Increasingly, experimental data from biopharma research and development are siloed and stored in varying formats. This makes searching, retrieving, and sharing the stored data difficult. Furthermore, these legacy storage systems are often not interoperable, making the data stored in them impossible to compare. Unless data can be shared and compared, its full value is not being realized. Data systems need to be designed and managed to allow more collaboration in order to accelerate research and continue making breakthroughs. Data standardization aims to forge a path of machine-readable and actionable data so that systems can find, access, and reuse data with minimal human intervention.
What Is Standardization?
Data standardization is a process of bringing data into a common format that allows for collaborative research, large-scale analytics, and sharing of sophisticated tools and methodologies. Standardized data are essential to accurate analysis. Conclusions about a piece of data will be stronger when you have other data to compare it against. While standardization methods might vary depending on individual initiatives, data lose much of their original meaning when standardization has not been implemented.
Experimental data are often distributed among multiple software applications, databases, and even documents. This means experiments and measurements in many cases are rerun simply because the old data can’t be found or accessed. A lack of uniformity in data notation and storage can threaten the data’s integrity. In fact, some 42% of Good Manufacturing Practices Drug Warning Letters issued by the U.S. Food and Drug Administration in 2018 were for data integrity deficiencies.
Standardization, by making data collection automated and self-documenting and data collection systems interoperable, provides a multitude of benefits in terms of a reproducible process and reduced manual effort. Additionally, by providing the opportunity to look at similar substances that have already been analyzed, standardization increases retention of institutional knowledge, thereby reducing the time needed for method development and refinement, and improves the process for method execution.
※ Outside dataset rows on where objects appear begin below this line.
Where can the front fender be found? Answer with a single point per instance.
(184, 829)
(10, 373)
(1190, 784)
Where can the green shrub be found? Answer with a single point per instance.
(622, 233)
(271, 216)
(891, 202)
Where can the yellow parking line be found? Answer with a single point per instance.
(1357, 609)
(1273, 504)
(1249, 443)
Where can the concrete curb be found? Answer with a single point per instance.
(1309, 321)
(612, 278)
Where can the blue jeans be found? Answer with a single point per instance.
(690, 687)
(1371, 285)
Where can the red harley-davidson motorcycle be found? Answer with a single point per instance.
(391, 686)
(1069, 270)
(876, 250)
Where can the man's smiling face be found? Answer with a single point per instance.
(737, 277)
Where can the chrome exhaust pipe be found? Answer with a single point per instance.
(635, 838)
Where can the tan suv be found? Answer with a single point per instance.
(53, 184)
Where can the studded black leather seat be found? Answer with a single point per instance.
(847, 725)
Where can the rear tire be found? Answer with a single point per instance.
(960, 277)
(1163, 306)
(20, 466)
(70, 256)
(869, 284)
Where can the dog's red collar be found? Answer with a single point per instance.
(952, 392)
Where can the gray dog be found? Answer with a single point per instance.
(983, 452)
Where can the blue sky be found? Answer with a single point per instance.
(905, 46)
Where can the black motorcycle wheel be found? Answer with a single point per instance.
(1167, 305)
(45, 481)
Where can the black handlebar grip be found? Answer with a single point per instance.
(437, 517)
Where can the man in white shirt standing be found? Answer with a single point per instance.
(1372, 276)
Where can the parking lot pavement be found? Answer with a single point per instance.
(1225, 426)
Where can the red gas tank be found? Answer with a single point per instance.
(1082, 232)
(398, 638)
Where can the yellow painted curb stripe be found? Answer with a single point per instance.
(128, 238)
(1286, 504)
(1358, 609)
Approaches to Standardization
There are many approaches to addressing the issue of data standardization. Basic methods include:
- Determine a common format before data collection — record the same type of data in the same format every time. For example, note liquid volumes in milliliters, or absorbance as A280
- Collect data based on preset standards — if pre-existing standards for how to measure and count a particular type of data are available, use them. In the U.S., for example, temperature is measured on the Fahrenheit scale
- Transform already collected data to a common format — standardize different data formats to just one format during data cleaning. For example, set all dates in an MM/DD/YYYY format
However, scientific data are significantly more complex than these examples provided. Furthermore, these data are often collected and stored in proprietary file formats, which limits the amount and extent to which they can be shared, integrated, and reused. These proprietary file formats impede the realization of data’s full value. An interoperability standard would obviate manual transcription as a workaround. But a new data interoperability standard requires a significant investment, whether it’s done in-house, by an instrument or software vendor, or through contracting with another company.
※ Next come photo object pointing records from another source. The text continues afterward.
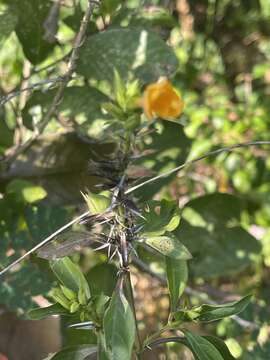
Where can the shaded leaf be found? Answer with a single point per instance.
(31, 33)
(70, 275)
(169, 148)
(102, 278)
(177, 276)
(159, 217)
(80, 102)
(119, 328)
(201, 348)
(41, 313)
(8, 21)
(169, 245)
(209, 313)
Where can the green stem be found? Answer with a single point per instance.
(132, 302)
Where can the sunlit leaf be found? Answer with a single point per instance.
(201, 348)
(177, 276)
(70, 275)
(119, 328)
(169, 245)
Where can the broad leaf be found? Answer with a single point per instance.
(102, 278)
(70, 275)
(81, 352)
(119, 328)
(201, 348)
(41, 313)
(31, 33)
(177, 276)
(8, 20)
(209, 313)
(171, 147)
(82, 103)
(169, 245)
(136, 52)
(159, 217)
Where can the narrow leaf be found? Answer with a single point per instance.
(170, 246)
(119, 328)
(201, 348)
(221, 346)
(216, 312)
(177, 275)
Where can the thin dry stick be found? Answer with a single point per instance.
(59, 95)
(128, 191)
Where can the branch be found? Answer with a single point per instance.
(188, 163)
(13, 94)
(14, 152)
(128, 191)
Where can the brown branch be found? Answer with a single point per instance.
(14, 152)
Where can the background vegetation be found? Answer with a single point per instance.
(216, 52)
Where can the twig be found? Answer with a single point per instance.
(13, 94)
(13, 153)
(44, 242)
(128, 191)
(189, 291)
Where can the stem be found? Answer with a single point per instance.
(132, 302)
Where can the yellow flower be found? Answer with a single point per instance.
(161, 100)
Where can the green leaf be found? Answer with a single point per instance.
(201, 348)
(119, 328)
(31, 33)
(83, 103)
(120, 90)
(220, 346)
(26, 191)
(159, 217)
(209, 313)
(80, 352)
(8, 21)
(210, 228)
(177, 276)
(107, 7)
(169, 245)
(41, 313)
(136, 52)
(96, 203)
(171, 147)
(70, 275)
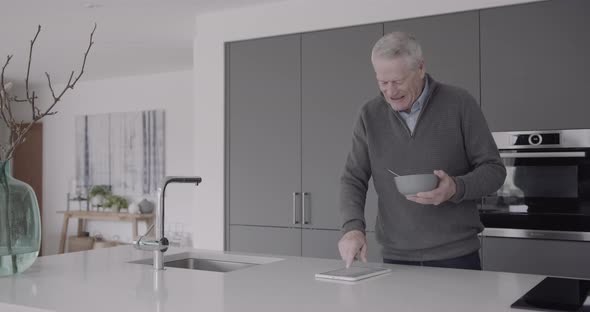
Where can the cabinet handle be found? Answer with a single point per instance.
(305, 220)
(295, 221)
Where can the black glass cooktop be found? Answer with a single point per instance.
(557, 294)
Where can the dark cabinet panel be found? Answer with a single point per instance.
(534, 65)
(264, 130)
(535, 256)
(337, 79)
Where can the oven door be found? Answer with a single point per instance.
(543, 181)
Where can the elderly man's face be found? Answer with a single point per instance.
(400, 83)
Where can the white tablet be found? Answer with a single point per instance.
(352, 274)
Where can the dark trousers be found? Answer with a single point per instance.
(467, 262)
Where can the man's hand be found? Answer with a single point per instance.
(353, 245)
(445, 190)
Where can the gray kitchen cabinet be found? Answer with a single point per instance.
(264, 125)
(537, 256)
(534, 65)
(337, 79)
(266, 240)
(324, 244)
(450, 46)
(287, 142)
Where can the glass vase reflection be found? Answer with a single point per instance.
(20, 224)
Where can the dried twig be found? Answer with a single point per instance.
(19, 130)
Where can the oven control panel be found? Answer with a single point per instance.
(536, 139)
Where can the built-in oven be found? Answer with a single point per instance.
(546, 193)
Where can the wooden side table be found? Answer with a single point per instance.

Biopharma organizations, in addition to regulatory agencies, have been working toward standardization for decades. Regulatory bodies are primarily driving this change, with the objective of standardizing the data exchange between these bodies and biopharma. Both parties (regulatory and pharmaceutical companies) want to be able to access, analyze, and effectively compare safety and efficacy data across clinical trials, drugs, and other treatments. Additionally, with healthcare service providers (insurance companies) becoming increasingly cost sensitive and the biotech/pharma industry becoming more competitive, there is a major drive toward increased comparative studies between various medications/treatments to justify price and reimbursement rates. Furthermore, there is the general public expectation that the drug companies should utilize data more efficiently and effectively in order to develop and manufacture more robust and cost-efficient medicines and treatments. As life science data continue toward digitalization, efficient standardization and integration of data for analytical purposes and regulatory submission will lead the next data wave in drug development.